In his Essays Montaigne (who famously said: “When I play with my cat, how do I know that she is not playing with me rather than I with her?”) mentions Diomedon, a courageous Athenian soldier who was sentenced to death, despite a naval victory he gained over the Spartans (Lacedaemonians):

 

I am ready to conceive an implacable hatred against all popular domination, though I think it the most natural and equitable of all, so oft as I call to mind the inhuman injustice of the people of Athens, who, without remission, or once vouchsafing to hear what they had to say for themselves, put to death their brave captains newly returned triumphant from a naval victory they had obtained over the Lacedaemonians near the Arginusian Isles, the most bloody and obstinate engagement that ever the Greeks fought at sea; because (after the victory) they followed up the blow and pursued the advantages presented to them by the rule of war, rather than stay to gather up and bury their dead. And the execution is yet rendered more odious by the behaviour of Diomedon, who, being one of the condemned, and a man of most eminent virtue, political and military, after having heard the sentence, advancing to speak, no audience till then having been allowed, instead of laying before them his own cause, or the impiety of so cruel a sentence, only expressed a solicitude for his judges’ preservation, beseeching the gods to convert this sentence to their good, and praying that, for neglecting to fulfil the vows which he and his companions had made (with which he also acquainted them) in acknowledgment of so glorious a success, they might not draw down the indignation of the gods upon them; and so without more words went courageously to his death. (Book One, Chapter 3)

 

If a Spartan baby was judged to be unfit for its future duty as a soldier, it was most likely abandoned on a nearby hillside. Left alone, the child would either die of exposure or be rescued and adopted by strangers.

 

Marthe’s son Diomedon is a lame boy:

 

Диомедон, в серой блузе с резинкой на бёдрах, весь искривляясь с ритмическим выкрутом, довольно всё же проворно прошёл расстояние от них до матери. Левая нога была у него здоровая, румяная; правая же походила на ружьё в сложном своём снаряде: ствол, ремни. Круглые карие глаза и редкие брови были материнские, но нижняя часть лица, бульдожьи брыльца - это было, конечно, чужое.

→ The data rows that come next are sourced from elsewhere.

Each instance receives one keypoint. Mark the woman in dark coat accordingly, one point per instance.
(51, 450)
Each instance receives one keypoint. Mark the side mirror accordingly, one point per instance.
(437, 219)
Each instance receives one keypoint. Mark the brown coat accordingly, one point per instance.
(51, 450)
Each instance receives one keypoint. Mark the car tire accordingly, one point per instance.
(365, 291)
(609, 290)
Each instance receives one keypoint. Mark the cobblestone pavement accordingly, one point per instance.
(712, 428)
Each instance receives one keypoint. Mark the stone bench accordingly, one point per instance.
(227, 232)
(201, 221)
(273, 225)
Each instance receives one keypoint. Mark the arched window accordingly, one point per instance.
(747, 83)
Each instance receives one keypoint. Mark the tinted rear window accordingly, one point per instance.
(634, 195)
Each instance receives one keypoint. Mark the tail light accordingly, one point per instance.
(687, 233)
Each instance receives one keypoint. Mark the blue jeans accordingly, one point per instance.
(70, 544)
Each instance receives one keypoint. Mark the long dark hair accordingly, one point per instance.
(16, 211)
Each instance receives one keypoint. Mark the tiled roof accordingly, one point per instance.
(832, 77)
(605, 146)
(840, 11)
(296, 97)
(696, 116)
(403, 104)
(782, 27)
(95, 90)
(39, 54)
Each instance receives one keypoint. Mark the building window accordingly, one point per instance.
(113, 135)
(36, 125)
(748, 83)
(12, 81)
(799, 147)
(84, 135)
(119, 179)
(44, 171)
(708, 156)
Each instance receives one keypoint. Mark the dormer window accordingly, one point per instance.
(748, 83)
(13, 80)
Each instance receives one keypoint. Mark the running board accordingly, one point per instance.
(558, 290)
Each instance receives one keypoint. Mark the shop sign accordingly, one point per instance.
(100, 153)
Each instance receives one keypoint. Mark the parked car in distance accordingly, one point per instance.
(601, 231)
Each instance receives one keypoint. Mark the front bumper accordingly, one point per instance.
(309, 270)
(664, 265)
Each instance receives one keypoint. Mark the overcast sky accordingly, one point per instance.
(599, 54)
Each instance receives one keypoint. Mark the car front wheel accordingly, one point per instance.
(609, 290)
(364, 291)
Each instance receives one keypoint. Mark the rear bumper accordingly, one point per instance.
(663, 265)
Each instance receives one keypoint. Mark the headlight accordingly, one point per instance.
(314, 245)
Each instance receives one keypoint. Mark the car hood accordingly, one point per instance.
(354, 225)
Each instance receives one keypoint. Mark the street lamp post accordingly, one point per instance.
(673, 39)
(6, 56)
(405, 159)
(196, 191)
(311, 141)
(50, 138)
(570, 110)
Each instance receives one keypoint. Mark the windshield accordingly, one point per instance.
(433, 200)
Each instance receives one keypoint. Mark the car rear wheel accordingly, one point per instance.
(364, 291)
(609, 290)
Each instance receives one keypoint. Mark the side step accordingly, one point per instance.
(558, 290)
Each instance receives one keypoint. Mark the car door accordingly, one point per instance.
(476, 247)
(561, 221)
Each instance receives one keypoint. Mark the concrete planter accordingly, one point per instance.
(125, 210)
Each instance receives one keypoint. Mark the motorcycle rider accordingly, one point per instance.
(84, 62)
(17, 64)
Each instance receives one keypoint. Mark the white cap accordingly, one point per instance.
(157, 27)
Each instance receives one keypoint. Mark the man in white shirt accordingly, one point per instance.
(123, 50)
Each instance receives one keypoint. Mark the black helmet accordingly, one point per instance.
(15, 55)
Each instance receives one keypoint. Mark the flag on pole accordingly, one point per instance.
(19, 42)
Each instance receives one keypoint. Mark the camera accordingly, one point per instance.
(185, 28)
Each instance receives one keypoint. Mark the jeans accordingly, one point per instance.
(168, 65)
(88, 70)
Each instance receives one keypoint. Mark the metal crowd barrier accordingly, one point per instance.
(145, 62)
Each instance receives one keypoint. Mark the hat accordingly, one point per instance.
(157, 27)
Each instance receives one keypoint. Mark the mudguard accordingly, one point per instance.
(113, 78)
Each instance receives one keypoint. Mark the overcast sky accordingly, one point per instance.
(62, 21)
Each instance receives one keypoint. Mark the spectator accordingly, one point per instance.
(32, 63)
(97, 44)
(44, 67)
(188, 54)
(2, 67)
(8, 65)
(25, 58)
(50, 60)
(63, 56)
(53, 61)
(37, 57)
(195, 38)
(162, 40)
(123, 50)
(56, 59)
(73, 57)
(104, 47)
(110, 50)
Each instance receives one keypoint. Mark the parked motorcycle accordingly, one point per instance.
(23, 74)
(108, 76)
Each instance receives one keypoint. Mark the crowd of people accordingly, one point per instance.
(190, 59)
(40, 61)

- Садись сюда, - сказала вполголоса Марфинька и быстрым хлопком задержала стекавшее с кушетки ручное зеркало.

 

Diomedon, in a grey blouse with an elastic at the hips, twisting his whole body in a rhythmic distortion, nevertheless quite rapidly covered the distance between them and his mother. His left leg was healthy and rosy; the right one resembled a rifle in its complicated harness: barrel, straps, sling. His round hazel eyes and sparse eyebrows were his mother’s, but the lower half of his face, with its bulldog jowls — this, of course, was someone else’s. ‘Sit here,’ whispered Marthe and, with a quick slap, arrested the hand mirror which was trickling off the couch. (Chapter IX)

 

Mali é trano t'amesti is an anagram of smert' mila; eto taina (death is sweet; it's a secret). How do we know that Сincinnatus is not playing a cat-and-mouse game with Death rather than she with him?